While the above system of transmission lines could be used with standard direct feed antennas, the reduced bandwidth and increased phase velocity tends to require a much longer transmission line (about 4 times as long). Such a long transmission line become impractical in portable systems and therefore is unlikely to be useful in any system that would benefit from a compact system. Compared to using slot fed antennas, standard direct fed antennas also require a more accurate/precise design and tend to suffer from increased bandwidth loss due to the lower impedance bandwidth and faster phase velocity of the non resonance bands. As can be appreciated, therefore, a number of undesirable changes are needed to use standard direct fed antennas.

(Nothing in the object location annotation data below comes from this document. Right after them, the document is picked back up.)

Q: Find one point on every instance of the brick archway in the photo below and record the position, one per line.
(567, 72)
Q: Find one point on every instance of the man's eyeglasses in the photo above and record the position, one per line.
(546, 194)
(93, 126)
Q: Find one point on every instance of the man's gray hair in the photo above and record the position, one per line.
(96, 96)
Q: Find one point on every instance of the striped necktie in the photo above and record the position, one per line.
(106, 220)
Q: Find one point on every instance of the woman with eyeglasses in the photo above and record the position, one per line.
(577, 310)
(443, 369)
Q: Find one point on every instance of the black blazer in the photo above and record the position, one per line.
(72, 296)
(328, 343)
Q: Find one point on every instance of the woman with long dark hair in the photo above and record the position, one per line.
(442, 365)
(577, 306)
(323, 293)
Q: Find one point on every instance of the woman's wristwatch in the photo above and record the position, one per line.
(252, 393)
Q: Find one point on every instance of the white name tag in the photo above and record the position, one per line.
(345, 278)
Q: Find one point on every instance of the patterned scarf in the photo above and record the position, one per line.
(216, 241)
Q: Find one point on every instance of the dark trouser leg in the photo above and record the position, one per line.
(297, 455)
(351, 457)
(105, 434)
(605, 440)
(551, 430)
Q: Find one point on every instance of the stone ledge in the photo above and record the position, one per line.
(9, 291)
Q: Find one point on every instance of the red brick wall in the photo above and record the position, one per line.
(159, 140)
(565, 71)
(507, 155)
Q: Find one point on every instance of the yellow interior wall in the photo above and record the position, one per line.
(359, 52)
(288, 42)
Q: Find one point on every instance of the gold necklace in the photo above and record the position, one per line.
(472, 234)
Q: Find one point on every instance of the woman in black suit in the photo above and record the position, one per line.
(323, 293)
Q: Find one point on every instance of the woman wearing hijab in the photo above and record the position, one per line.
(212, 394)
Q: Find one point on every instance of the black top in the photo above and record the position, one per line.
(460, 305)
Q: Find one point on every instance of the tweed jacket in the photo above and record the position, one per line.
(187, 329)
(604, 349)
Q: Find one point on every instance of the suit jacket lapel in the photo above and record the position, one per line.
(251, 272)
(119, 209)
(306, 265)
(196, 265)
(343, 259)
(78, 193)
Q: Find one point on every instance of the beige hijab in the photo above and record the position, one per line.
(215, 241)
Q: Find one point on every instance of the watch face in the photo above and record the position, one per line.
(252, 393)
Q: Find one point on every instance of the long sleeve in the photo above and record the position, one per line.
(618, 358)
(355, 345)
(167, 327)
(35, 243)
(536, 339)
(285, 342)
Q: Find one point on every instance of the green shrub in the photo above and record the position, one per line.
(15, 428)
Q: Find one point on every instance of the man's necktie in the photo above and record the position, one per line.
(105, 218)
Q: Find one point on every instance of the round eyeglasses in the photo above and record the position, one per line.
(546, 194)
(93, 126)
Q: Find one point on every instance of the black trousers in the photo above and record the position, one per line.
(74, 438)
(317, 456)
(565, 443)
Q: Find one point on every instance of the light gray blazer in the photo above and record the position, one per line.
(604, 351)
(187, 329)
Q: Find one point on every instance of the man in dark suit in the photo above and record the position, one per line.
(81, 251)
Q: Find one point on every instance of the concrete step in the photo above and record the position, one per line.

These are all factors that make it more difficult to combine such two standard direct fed antennas.
In addition to allowing for a single transceiver, another advantage of this concept is that the distance between the 2 feeds can be optimized to a specific distance, without affecting the Q of the antenna elements. This is possible due to the fact that the indirect feeds can be moved closer to each other while maintaining the Q of the elements because the elements themselves are not moved.
Moving the slot feed will affect the phase shift of the antenna and it might not be possible and or feasible to obtain the required phase shift in the slot alone. However, an additional phase shift can be added by a discrete parallel capacitor in the circuit. For example, if the phase shift of the high band slot is too small for the high band frequencies to be matched to 50Ω with a series inductor, the phase shift can be increased by adding a capacitor 80, as shown in FIG. 8.
It is expected that the discrete tuning of the phase shift will most beneficial for the high band feed; however, discrete tuning of the phase shift can also be used on the low band feed. As can be appreciated, the example depicted in FIG. 8 discloses an embodiment that uses a discrete capacitor to tune a slot that has an electrical length that is too short. By replacing the capacitor with an inductor it is possible to tune a slot that has an electrical length that is too long.
The disclosure provided herein describes features in terms of preferred and exemplary embodiments thereof. Numerous other embodiments, modifications and variations within the scope and spirit of the appended claims will occur to persons of ordinary skill in the art from a review of this disclosure.